When your programs contain mistakes, compiling them in the shell can
result in large numbers of error messages scrolling by faster than you
can read them. For this reason, I find it best to compile from within
the emacs
editor.
Example 7.3. Try This:
Get into emacs
and call up one of the
“hello” programs from the prior section.
Change it so that it contains one or more syntax errors, and
save this file.
Now give the emacs
command: M-x
compile
. At the bottom of the screen, you will
be asked for the compile command. If the suggested
command is not what you want (it won't be, until you
learn to use make
to manage your program
compilations), then type in the proper command just as
if you were typing it into the
shell.
emacs
will invoke the compiler,
showing its output in a window. Figure 7.3, “Compiling a program in
emacs, with syntax errors” shows a typical emacs session
after such a compilation.
In this case, there should be one or more error
messages. The emacs
next-error command (C-x
`
) will move you to the source code location of
the first error. Each subsequent use of C-x
`
will move you to the next error location in
turn, until all the reported error messages have been
dealt with.
Use this command to step through the errors.[42]
vim
(“vi improved”) is an reasonable alternative to emacs
on many
Unix systems. It provides
syntax-highlighting editor, can launch the compiler and will display
the error messages, synchronized with the source code
(Figure 7.4, “The vim (vi improved) editor”). It provides no interface to the debugger, however.

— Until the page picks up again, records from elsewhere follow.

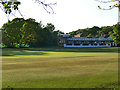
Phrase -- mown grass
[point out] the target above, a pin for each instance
(57, 67)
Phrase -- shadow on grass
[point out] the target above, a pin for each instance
(36, 51)
(23, 53)
(85, 50)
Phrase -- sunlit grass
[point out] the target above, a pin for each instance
(60, 67)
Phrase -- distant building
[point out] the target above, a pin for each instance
(89, 42)
(81, 41)
(62, 39)
(79, 35)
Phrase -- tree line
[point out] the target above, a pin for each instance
(22, 32)
(97, 32)
(35, 34)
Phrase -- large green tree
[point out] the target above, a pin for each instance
(116, 34)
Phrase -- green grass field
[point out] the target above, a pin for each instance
(58, 67)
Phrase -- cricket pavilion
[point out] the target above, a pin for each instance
(67, 41)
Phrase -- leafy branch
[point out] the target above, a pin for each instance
(13, 5)
(110, 7)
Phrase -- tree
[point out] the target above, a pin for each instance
(13, 5)
(116, 34)
(11, 33)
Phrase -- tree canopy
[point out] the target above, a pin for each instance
(20, 31)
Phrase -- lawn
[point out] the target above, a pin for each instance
(58, 67)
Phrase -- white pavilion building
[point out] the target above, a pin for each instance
(89, 42)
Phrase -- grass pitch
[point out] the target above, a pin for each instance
(58, 67)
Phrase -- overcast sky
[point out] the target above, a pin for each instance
(70, 15)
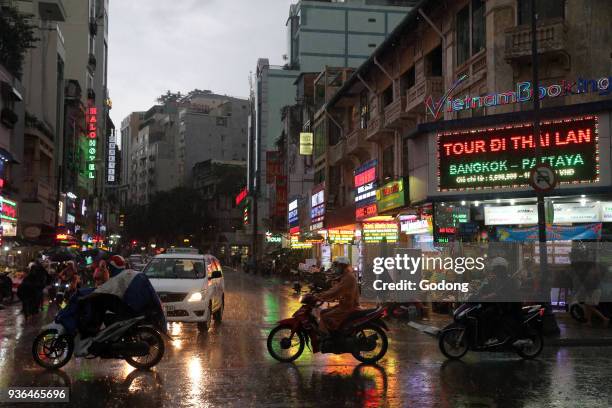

To learn the basics of running vim, give the command vimtutor
.
After you worked through the basics, cd into a directory where you
have a C++ program and a makefile, and load one of the source files
(e.g., vim foo.cpp
). The command “
:make
” (including the
leading colon “:”) will run the
make
program to attempt compilation. If you have errors, the
command :cc
will display the first one, :cn
moves you to the
next error, and :cp
moves you to the previous one.
[42] Note carefully that the second
character in the C-x `
command is the
“backwards” apostrophe, not the regular
one.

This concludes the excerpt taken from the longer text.